Posts Tagged ‘CBS’

The Results

I noticed some unexpected traffic on the site earlier, and tracked it to the CBS website. It seems that the results of the Most Valuable Blogger Awards have been posted. Well gosh golly gee, look at that:

I can’t get that Karate Kid song out of my head.

While I don’t want a Dewey Defeats Truman scene on my hands, I think it’s safe to call it.
CBS Boston’s Most Valuable Blogger 2011 in the Category of Dining and Entertainment:


However, this was for the Editor’s Choice, which means I didn’t win the popular vote.

Which means you people didn’t vote enough.

So thanks for nothing.

I’m kidding.

Seriously, thanks to everyone who voted and checked out my drunken ramblings. Lots more to come, especially now that my ego is out of control and I’ll be referring to myself as award-winning blogger SquirrelFarts McAwesome. I can hear Lady Friend groaning from here.

I was going to celebrate with some champagne tonight, but happen to be in a bit of a sparkling wine deficit, thanks to Friday night’s adventures. So, a lovely beer will have to do. I’ve been saving this one for several weeks: Anderson Valley’s 20th Anniversary Imperial India Pale Ale.

Cheers, Boston.

Last Day of Voting!

Yes chumps and chumpettes, it’s the last day to vote for me for CBS-Boston’s Most Valuable Blogger award. If I win, I might get to go on tv and then you’ll get to see me!
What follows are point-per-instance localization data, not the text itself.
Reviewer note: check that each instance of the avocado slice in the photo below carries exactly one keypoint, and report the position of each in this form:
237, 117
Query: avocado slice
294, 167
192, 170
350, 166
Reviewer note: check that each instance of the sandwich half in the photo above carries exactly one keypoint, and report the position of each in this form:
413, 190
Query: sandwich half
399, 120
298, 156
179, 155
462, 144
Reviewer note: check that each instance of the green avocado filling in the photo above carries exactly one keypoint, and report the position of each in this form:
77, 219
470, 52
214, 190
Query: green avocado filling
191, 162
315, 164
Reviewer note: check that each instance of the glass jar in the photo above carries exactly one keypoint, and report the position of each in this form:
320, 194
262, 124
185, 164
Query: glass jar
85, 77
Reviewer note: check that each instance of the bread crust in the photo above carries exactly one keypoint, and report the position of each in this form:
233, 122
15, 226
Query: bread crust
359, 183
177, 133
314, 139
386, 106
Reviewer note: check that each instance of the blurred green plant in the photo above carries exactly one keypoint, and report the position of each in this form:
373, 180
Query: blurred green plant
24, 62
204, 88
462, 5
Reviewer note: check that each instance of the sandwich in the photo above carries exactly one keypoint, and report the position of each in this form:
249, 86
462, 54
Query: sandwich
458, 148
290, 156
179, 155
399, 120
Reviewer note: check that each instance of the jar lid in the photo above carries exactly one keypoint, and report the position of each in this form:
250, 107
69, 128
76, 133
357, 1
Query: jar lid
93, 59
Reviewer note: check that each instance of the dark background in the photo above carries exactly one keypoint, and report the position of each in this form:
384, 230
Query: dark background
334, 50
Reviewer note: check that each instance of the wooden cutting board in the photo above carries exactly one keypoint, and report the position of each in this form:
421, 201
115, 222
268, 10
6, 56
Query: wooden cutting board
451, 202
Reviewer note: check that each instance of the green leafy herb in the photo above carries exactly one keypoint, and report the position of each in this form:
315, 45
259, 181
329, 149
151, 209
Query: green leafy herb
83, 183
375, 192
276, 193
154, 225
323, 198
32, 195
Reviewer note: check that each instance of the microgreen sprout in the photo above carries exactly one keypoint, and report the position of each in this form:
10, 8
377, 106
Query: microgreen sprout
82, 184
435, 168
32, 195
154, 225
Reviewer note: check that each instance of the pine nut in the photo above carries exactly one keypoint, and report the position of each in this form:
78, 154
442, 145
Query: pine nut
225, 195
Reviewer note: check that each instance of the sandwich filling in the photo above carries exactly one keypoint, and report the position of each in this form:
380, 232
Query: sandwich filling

…hey! Wait! Come back! Ok ok ok you don’t have to watch. But vote anyway. Do it for drinking. Do it because Squirrel Farts is a funny name. Do it… for AMERICA. If you don’t vote, the terrorists win. AND THEY DON’T DRINK. So they’re totally evil.

Rule 37: The Hurricane

Well, Hurricane Tropical Storm Windy Day Irene has passed, leaving Squirrel Farts HQ unscathed, aside from a mild flickering of electricity, and an intermittent loss of cable and internet services. Thankfully, a supply of craft beers, cocktail-destined citrus fruits and chips kept the Lady Friend and I well prepared for a weekend of couch time. Saturday wound up being just plain rainy, and we were able to venture out for sustenance at the Union Brewhouse, where we are both working our way through their 99 beer list. (If you get through all 99 you get a plaque!) Sunday was a tad breezy, though nowhere near the doomsday scenario everyone was soiling themselves over for the several days prior to Irene’s landfall, and we worked through my surplus DVR stash of It’s Always Sunny in Philadelphia, though some midnight snacker had devastated my precious chip supply.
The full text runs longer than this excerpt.